Il settore si sta avvicinando sempre di più a una paralisi produttiva a causa dell’incertezza legislativa riguardante lo smaltimento dei residui di lavorazione noti come “marmettola”, e dell’interpretazione variegata delle norme da parte delle diverse istituzioni coinvolte.

Recentemente, il Comune di Massarosa ha ottenuto una vittoria legale contro Nuova Cosmave spa in quattro ricorsi presentati dalla società presso il TAR. Questi ricorsi riguardavano l’utilizzo della marmettola come materiale di riempimento nell’ex cava del Brentino, una pratica a cui l’amministrazione comunale si è sempre opposta a causa dei possibili danni ambientali. Tuttavia, la decisione del Comune di Massarosa sembra essere difficile da comprendere, poiché Nuova Cosmave S.p.a., con il sostegno di Confindustria Toscana Nord, ha dedicato anni allo studio delle possibilità di utilizzare il residuo di lavorazione dei materiali lapidei come sottoprodotto. L’azienda ha collaborato con la Scuola Superiore Sant’Anna di Pisa e con la Facoltà di Agraria – Dipartimento Scienze della Terra – dell’Università di Pisa per condurre ricerche su questo tema. Molte aziende del settore hanno apportato modifiche significative ai loro processi interni per migliorare la qualità del residuo prodotto. Queste modifiche includono l’adozione di nuove tecniche di recupero delle acque di processo, l’eliminazione delle sostanze chimiche, la sostituzione degli oli minerali con oli sintetici e la pulizia approfondita delle attrezzature utilizzate per la lavorazione, al fine di rimuovere ogni traccia di idrocarburi. Questi sforzi hanno consentito di ottenere un residuo fangoso pulito, composto esclusivamente da frazioni fini di marmo, granito e pietra.

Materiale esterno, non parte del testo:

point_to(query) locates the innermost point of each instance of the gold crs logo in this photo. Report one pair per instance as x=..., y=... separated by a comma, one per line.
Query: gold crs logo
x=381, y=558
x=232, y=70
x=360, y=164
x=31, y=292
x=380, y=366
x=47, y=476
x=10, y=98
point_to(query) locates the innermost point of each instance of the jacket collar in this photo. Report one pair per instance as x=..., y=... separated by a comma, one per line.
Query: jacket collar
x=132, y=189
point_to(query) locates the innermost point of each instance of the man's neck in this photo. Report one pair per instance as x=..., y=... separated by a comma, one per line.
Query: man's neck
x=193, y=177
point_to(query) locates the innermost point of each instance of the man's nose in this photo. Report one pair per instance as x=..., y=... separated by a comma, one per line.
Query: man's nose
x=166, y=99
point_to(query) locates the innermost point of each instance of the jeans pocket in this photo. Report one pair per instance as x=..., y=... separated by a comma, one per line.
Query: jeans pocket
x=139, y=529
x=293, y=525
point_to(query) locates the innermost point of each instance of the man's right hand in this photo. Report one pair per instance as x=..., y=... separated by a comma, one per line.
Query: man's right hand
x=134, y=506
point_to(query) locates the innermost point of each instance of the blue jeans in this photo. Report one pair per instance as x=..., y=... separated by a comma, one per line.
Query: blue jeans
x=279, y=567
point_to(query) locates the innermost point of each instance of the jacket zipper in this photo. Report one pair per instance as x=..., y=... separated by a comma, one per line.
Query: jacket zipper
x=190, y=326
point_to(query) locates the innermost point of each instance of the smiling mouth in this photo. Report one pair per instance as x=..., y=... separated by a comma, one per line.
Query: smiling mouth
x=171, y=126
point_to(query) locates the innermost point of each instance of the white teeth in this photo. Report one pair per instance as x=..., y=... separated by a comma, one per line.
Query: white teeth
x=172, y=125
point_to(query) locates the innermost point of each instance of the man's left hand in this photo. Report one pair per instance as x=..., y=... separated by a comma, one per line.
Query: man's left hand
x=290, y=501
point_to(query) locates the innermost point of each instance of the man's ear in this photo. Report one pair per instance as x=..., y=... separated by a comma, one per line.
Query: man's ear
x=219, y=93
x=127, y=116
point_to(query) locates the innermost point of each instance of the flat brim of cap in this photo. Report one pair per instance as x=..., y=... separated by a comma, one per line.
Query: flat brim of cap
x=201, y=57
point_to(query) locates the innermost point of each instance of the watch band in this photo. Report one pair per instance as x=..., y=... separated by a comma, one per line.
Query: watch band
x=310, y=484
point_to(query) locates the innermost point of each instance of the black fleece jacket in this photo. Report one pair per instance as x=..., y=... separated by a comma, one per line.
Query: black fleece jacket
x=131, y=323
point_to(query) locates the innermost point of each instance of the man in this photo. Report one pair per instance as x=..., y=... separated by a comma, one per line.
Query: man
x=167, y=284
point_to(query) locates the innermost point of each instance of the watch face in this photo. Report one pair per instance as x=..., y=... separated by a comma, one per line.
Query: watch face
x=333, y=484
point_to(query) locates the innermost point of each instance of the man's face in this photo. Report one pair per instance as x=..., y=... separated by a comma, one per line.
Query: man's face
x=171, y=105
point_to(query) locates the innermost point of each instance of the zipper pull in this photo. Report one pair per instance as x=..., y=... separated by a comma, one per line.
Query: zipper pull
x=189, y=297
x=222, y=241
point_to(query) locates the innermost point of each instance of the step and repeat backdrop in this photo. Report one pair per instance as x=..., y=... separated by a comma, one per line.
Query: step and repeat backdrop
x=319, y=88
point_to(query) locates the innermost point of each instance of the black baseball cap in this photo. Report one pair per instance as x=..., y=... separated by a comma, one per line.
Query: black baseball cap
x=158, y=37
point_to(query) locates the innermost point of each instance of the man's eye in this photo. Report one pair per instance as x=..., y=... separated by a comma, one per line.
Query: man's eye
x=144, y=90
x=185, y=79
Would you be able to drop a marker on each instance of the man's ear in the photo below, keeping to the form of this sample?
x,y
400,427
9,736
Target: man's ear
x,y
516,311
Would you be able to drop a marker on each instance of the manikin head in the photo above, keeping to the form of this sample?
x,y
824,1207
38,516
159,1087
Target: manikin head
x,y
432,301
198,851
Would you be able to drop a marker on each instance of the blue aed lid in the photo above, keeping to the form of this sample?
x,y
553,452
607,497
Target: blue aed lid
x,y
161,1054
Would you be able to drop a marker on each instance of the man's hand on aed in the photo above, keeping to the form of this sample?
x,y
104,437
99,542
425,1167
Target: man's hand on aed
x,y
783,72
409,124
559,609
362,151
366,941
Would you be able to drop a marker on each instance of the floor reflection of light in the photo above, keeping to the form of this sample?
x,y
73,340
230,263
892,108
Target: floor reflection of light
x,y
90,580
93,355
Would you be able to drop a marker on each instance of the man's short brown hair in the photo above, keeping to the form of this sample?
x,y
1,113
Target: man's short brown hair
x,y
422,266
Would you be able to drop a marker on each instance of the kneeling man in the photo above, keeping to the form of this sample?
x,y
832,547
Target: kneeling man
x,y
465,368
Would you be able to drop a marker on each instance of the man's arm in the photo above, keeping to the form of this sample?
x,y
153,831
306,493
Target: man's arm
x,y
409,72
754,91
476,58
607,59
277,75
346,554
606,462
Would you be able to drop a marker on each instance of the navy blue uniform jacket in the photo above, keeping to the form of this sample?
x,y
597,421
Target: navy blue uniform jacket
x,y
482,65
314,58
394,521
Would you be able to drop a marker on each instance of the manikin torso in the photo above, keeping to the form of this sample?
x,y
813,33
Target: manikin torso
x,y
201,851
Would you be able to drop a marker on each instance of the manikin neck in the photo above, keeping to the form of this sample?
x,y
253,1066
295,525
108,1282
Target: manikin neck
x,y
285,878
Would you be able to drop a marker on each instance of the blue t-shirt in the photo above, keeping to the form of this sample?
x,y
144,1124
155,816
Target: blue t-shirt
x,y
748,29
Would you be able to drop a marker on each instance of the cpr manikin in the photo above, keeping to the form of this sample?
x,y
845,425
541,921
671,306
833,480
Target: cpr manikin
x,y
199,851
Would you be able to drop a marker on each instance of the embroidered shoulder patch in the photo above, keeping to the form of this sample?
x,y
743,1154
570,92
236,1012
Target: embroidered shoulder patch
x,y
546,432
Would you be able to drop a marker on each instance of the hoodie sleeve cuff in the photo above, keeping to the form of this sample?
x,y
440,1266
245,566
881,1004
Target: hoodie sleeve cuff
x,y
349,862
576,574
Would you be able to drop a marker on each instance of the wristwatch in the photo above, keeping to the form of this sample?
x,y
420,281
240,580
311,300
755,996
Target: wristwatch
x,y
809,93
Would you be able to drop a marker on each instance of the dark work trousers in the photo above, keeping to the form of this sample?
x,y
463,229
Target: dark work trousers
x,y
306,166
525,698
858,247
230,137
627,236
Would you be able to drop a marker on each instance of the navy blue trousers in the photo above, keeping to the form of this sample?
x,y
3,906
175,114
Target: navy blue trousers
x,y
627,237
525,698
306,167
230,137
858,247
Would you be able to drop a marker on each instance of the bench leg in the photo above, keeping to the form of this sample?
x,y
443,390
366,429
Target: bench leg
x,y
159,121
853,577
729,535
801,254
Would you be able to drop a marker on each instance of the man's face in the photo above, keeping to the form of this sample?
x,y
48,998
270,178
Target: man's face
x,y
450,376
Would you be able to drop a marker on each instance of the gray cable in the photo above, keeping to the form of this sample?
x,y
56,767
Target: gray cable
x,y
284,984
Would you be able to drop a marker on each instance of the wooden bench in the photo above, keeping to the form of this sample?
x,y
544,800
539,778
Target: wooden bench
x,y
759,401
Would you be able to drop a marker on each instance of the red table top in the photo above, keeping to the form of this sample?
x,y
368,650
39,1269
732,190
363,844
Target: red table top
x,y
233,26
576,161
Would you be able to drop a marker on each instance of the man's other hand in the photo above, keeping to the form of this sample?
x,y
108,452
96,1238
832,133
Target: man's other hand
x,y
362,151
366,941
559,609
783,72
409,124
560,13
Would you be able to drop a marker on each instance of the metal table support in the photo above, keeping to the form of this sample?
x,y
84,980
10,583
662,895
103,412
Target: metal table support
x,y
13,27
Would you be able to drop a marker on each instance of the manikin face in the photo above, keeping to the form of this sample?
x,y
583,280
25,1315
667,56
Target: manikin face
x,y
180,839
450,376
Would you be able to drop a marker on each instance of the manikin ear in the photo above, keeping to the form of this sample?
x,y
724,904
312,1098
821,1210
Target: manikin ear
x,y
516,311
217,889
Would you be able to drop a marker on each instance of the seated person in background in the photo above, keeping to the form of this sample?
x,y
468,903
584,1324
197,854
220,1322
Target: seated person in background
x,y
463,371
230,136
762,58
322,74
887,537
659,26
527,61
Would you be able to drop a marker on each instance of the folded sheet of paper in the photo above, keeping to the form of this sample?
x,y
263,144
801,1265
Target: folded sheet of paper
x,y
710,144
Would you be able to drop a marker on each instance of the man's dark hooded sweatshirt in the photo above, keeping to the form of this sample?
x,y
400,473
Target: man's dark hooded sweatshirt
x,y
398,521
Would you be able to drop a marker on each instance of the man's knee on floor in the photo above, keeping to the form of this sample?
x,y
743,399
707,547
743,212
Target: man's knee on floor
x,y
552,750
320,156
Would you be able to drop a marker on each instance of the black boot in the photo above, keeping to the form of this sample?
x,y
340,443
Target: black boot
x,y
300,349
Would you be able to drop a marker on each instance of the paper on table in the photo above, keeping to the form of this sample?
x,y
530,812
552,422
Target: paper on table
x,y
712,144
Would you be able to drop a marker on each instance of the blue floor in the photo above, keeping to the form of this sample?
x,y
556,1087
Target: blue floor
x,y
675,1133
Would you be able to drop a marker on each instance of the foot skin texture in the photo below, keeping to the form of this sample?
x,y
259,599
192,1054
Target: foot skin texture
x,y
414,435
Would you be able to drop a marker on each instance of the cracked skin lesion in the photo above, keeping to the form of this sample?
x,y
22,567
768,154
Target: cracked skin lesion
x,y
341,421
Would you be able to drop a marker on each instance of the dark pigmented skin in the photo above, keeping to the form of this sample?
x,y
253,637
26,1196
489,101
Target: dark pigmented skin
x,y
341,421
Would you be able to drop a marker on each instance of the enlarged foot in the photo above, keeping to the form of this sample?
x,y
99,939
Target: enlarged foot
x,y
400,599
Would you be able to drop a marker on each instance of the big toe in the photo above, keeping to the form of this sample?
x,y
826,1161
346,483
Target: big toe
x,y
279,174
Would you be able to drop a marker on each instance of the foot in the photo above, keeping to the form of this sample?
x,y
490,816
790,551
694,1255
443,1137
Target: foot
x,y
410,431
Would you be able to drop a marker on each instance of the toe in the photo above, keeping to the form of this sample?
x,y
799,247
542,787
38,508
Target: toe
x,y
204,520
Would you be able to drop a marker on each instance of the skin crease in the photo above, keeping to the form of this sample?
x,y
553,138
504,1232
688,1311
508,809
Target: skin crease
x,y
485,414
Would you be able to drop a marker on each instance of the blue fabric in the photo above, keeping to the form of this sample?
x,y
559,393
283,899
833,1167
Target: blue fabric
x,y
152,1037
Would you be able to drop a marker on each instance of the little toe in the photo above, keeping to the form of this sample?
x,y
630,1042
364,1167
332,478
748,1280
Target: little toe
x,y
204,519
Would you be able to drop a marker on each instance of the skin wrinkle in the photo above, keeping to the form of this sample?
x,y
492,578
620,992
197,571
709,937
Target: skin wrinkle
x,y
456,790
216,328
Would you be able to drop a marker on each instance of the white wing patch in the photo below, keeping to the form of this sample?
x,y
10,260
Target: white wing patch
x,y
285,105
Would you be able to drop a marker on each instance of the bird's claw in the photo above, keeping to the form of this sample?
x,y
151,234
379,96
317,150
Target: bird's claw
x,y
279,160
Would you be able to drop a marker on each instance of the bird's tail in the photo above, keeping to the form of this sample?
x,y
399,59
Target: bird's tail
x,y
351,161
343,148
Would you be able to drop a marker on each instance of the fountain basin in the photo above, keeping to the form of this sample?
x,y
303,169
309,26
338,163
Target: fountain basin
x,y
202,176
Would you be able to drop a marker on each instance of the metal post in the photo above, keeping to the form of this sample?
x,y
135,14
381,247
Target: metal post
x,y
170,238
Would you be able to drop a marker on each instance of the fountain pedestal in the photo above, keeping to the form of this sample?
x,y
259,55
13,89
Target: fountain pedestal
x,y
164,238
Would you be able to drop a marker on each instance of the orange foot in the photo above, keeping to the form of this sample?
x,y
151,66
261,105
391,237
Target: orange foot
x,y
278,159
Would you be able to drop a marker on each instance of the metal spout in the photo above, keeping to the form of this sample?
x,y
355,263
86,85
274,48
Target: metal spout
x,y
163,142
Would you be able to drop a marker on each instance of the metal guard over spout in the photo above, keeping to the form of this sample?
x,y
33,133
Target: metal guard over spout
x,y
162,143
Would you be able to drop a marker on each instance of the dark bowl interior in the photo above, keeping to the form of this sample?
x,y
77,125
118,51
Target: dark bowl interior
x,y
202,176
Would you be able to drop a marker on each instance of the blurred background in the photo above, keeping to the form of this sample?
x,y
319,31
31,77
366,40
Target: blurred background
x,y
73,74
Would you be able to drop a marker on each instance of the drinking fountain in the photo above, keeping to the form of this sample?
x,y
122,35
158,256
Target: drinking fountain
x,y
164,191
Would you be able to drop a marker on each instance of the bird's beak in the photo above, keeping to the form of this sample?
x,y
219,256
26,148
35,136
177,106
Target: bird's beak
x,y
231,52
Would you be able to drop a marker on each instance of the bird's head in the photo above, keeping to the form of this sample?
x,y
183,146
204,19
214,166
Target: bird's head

Nonostante i numerosi tentativi di valorizzare questo materiale, che può risultare privo di sostanze inquinanti e adatto a molteplici possibilità di riutilizzo, i risultati sperati non sono stati raggiunti. Di conseguenza, la maggior parte delle aziende del settore è costretta a gestire i residui come rifiuti speciali, con grandi difficoltà nel trovare opportunità di utilizzo e un impatto ambientale maggiore.

In Toscana, il problema sta diventando sempre più urgente, poiché anche le principali destinazioni per lo smaltimento di questi materiali sono bloccate. Un esempio è la vicenda di VENATOR a Scarlino, che non sembra avvicinarsi a una soluzione. Le aziende, tramite Confindustria Toscana Nord, stanno richiedendo un incontro con i rappresentanti del Ministero dell’Ambiente e dell’ISPRA per discutere delle problematiche e cercare soluzioni adeguate. È fondamentale affrontare l’incertezza legislativa e garantire un’interpretazione chiara delle norme al fine di consentire al settore di gestire i residui di lavorazione in modo efficiente, riducendo l’impatto ambientale.